Breaking News

Peningkatan Metana di Atmosfer Dapat Memicu Kegagalan Tujuan Pengurangan Kenaikan Suhu Global

 Konsentrasi metana di atmosfer melesat melewati 1.900 bagian per miliar tahun lalu, hampir tiga kali lipat tingkat pra-industri, menurut data yang dirilis pada bulan Januari oleh National Oceanic and Atmospheric Administration (NOAA) AS. Para ilmuwan mengatakan tonggak sejarah yang suram menggarisbawahi pentingnya janji yang dibuat pada KTT iklim COP26 tahun lalu untuk mengekang emisi metana, gas rumah kaca yang setidaknya 28 kali lebih kuat dari karbon dioksida.

Pertumbuhan emisi metana melambat sekitar pergantian milenium, tetapi mulai naik secara cepat dan misterius sekitar tahun 2007. Lonjakan tersebut telah menyebabkan banyak peneliti khawatir bahwa pemanasan global menciptakan mekanisme umpan balik yang akan menyebabkan semakin banyak metana dilepaskan, membuat bahkan lebih sulit untuk mengendalikan kenaikan suhu.
“Tingkat metana meningkat dengan sangat cepat,” kata Euan Nisbet, seorang ilmuwan Bumi di Royal Holloway, University of London, di Egham, Inggris. Emisi, yang tampaknya telah dipercepat dalam beberapa tahun terakhir, merupakan ancaman besar bagi tujuan dunia untuk membatasi pemanasan global hingga 1,5–2 °C di atas suhu pra-industri.

Metana yang dihasilkan oleh mikroba setelah mereka mengonsumsi karbon di lumpur lahan basah atau usus sapi, misalnya mengandung lebih sedikit Karbon-13 daripada metana yang dihasilkan oleh panas dan tekanan di dalam Bumi, yang dilepaskan selama ekstraksi bahan bakar fosil.
Dengan mempelajari metana yang terperangkap beberapa dekade atau abad yang lalu di inti es dan akumulasi salju, serta gas di atmosfer, mereka telah mampu menunjukkan bahwa selama dua abad setelah dimulainya Revolusi Industri, proporsi metana yang mengandung Isotop karbon-13 meningkat.
Namun sejak tahun 2007, ketika kadar metana mulai naik lebih cepat lagi, proporsi metana yang mengandung Karbon-13 mulai turun (lihat 'Naik turunnya metana'). Beberapa peneliti percaya bahwa ini menunjukkan bahwa banyak peningkatan dalam 15 tahun terakhir mungkin disebabkan oleh sumber mikroba, bukan ekstraksi bahan bakar fosil.
Tim Lan telah menggunakan data Karbon-13 atmosfer untuk memperkirakan bahwa mikroba bertanggung jawab atas sekitar 85% pertumbuhan emisi sejak 2007, dengan ekstraksi bahan bakar fosil untuk sisanya.
Berdasarkan analisis terbaru mereka tentang tren isotop, tim Lan memperkirakan bahwa sumber antropogenik seperti ternak, limbah pertanian, TPA, dan ekstraksi bahan bakar fosil menyumbang sekitar 62% dari total emisi metana sejak 2007 hingga 2016.
Bulan lalu, misalnya, Carbon Mapper dan Environmental Defense Fund, sebuah kelompok advokasi di New York City, merilis data yang mengungkapkan bahwa 30 fasilitas minyak dan gas di Amerika Serikat bagian barat daya telah secara kolektif mengeluarkan sekitar 100.000 ton metana setidaknya selama 3 tahun terakhir yang setara dengan dampak pemanasan tahunan setengah juta mobil.

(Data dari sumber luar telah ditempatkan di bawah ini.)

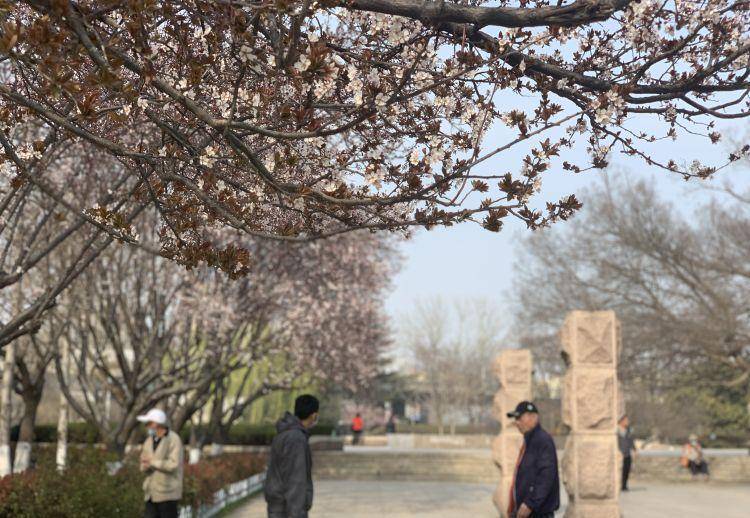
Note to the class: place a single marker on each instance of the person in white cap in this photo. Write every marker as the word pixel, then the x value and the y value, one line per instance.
pixel 161 460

Pada COP26 di Glasgow, Inggris, lebih dari 100 negara menandatangani Ikrar Metana Global untuk memangkas emisi sebesar 30% dari tingkat tahun 2020 pada tahun 2030, dan Duren mengatakan bahwa penekanannya sekarang harus pada tindakan, termasuk di negara berpenghasilan rendah dan menengah di seluruh dunia.
“Menangani metana mungkin adalah peluang terbaik yang kita miliki untuk mengulur waktu,” katanya, untuk mengatasi tantangan yang jauh lebih besar dalam mengurangi emisi CO2 dunia.